A source with knowledge of the situation tells ESPN.com's AFC North blog that it's highly unlikely Palmer would accept a pay cut this offseason to remain with the rebuilding Bengals (2-11). Palmer is projected to be one of the NFL's highest-paid players in 2011 with a base salary of $11.5 million, and this could be the first step to a potential parting between the two-time Pro Bowl quarterback and the team which drafted him No. 1 overall in 2003.
Cincinnati has yet to discuss its offseason plans with Palmer. But with the pay-cut option now squashed, this puts the Bengals in a tight spot. Cincinnati -- one of the NFL's most frugal franchises -- has to decide whether to overpay for a struggling quarterback or release Palmer, who will turn 31 on Dec. 27, and make him a free agent for the first time in his career.
With no salary cap in place, the Bengals can cut Palmer without absorbing any charges. Entering Week 15, Cincinnati also holds the No. 2 overall pick, which is a good spot to draft a quarterback.
An offseason trade might be a third option. But it could be a challenge for Cincinnati to convince other teams to pay Palmer's ballooning $11.5 million salary despite declining production. Palmer has six multi-interception games this season and 18 picks total, which is the second highest tally of his career.
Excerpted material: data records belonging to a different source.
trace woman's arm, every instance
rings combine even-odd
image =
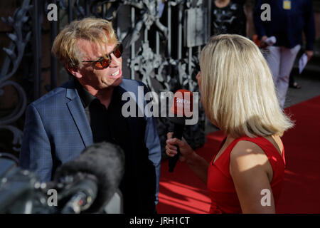
[[[167,134],[166,153],[169,157],[174,157],[177,153],[178,145],[180,149],[179,160],[186,162],[190,169],[198,176],[203,182],[207,183],[208,167],[207,161],[197,155],[186,141],[183,138],[180,140],[177,138],[172,138],[172,133]]]
[[[237,143],[230,157],[230,172],[242,213],[274,213],[267,172],[271,165],[263,150],[257,147],[247,141]]]

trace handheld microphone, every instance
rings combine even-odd
[[[170,112],[177,117],[171,118],[171,121],[174,123],[174,135],[172,138],[179,140],[182,138],[186,119],[193,114],[193,94],[187,90],[178,90],[174,93],[174,103],[170,108]],[[180,155],[179,147],[177,145],[177,154],[169,158],[169,172],[174,172],[176,164]]]
[[[76,159],[63,164],[55,182],[67,185],[59,198],[70,197],[65,213],[99,212],[116,192],[124,172],[124,153],[110,142],[94,144]]]

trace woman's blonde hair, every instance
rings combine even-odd
[[[201,95],[209,120],[233,138],[279,135],[293,126],[257,46],[239,35],[210,38],[201,52]]]
[[[82,56],[77,43],[79,39],[90,41],[99,48],[119,43],[112,23],[107,20],[85,18],[73,21],[57,36],[51,50],[65,66],[82,66]]]

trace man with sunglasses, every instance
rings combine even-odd
[[[144,93],[148,89],[142,82],[122,78],[122,46],[112,24],[93,18],[73,21],[57,36],[52,51],[72,79],[28,106],[21,166],[50,181],[57,167],[90,145],[119,145],[125,154],[119,187],[124,212],[154,213],[160,142],[152,118],[122,114],[124,93],[138,97],[138,86]]]

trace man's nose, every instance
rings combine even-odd
[[[121,58],[122,56],[117,58],[113,53],[111,53],[111,63],[110,63],[110,67],[117,67],[119,66],[119,64],[121,63]]]

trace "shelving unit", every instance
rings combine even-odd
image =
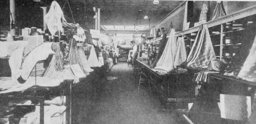
[[[246,47],[243,45],[250,44],[253,37],[255,36],[255,34],[251,34],[251,31],[256,29],[255,14],[256,6],[254,6],[205,23],[207,24],[217,59],[228,62],[236,53],[246,50]],[[187,55],[199,27],[200,26],[193,27],[175,33],[177,37],[180,35],[184,36]],[[237,36],[241,36],[237,37]],[[169,34],[167,34],[167,38],[169,37]],[[159,45],[162,38],[151,40],[146,43],[151,44],[154,50],[154,47]],[[229,41],[228,38],[230,38],[232,39]],[[241,39],[242,38],[244,40]]]

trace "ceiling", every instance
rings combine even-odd
[[[43,1],[44,0],[41,0]],[[62,6],[66,0],[56,0]],[[147,26],[148,20],[143,17],[147,15],[150,20],[151,26],[160,21],[184,1],[160,1],[159,4],[153,4],[153,0],[69,0],[75,20],[85,16],[89,23],[95,21],[92,18],[92,7],[100,8],[100,25],[112,25]],[[72,18],[68,6],[66,5],[64,14]],[[64,11],[65,10],[65,11]],[[83,14],[83,16],[81,16]],[[79,16],[80,15],[80,16]],[[80,16],[78,17],[77,16]],[[82,16],[82,17],[81,17]],[[72,19],[72,20],[73,20]]]
[[[101,25],[134,26],[140,25],[146,26],[144,28],[145,30],[148,29],[149,24],[148,19],[143,19],[146,14],[150,19],[151,27],[184,2],[160,0],[159,4],[154,5],[153,0],[68,0],[70,9],[67,0],[55,0],[63,8],[68,22],[78,23],[82,27],[85,26],[84,24],[87,23],[90,29],[94,29],[95,20],[93,17],[95,13],[92,7],[95,7],[101,9]],[[53,1],[41,0],[40,2],[36,2],[33,0],[16,0],[17,26],[22,28],[24,26],[42,27],[42,10],[40,7],[46,6],[49,9]],[[0,21],[3,22],[2,25],[7,28],[10,22],[6,18],[10,16],[9,1],[0,0],[0,9],[3,15],[0,17]]]

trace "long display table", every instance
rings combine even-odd
[[[195,100],[195,84],[191,81],[193,75],[185,72],[160,73],[149,66],[150,61],[137,59],[135,64],[143,68],[150,84],[167,104],[187,108],[187,104]]]

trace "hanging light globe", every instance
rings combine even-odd
[[[154,0],[154,1],[153,1],[153,4],[159,4],[159,1]]]
[[[97,17],[97,16],[96,16],[96,15],[95,15],[94,16],[93,16],[93,18],[96,19],[97,18],[98,18],[98,17]]]

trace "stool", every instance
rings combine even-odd
[[[139,86],[140,85],[141,83],[143,83],[147,82],[148,85],[149,86],[149,90],[150,91],[151,91],[151,88],[150,87],[150,84],[149,84],[149,82],[148,81],[148,79],[147,77],[146,76],[145,74],[143,73],[142,71],[138,73],[138,76],[139,76],[138,78],[137,79],[137,81],[139,81],[139,86],[138,88],[138,92],[139,91]]]

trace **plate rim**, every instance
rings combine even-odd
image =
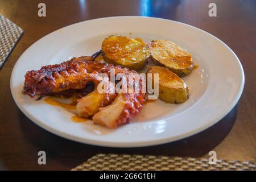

He also holds a pedestrian 78.1 passer rating.
Palmer provided a clue to potentially moving on earlier this week when reporters in Cincinnati asked if Palmer could see himself in another uniform next year.
"Yeah, anything is possible," Palmer said candidly. "This is a business."
The Bengals will have plenty of tough business decisions to make this offseason -- and it starts with their franchise quarterback.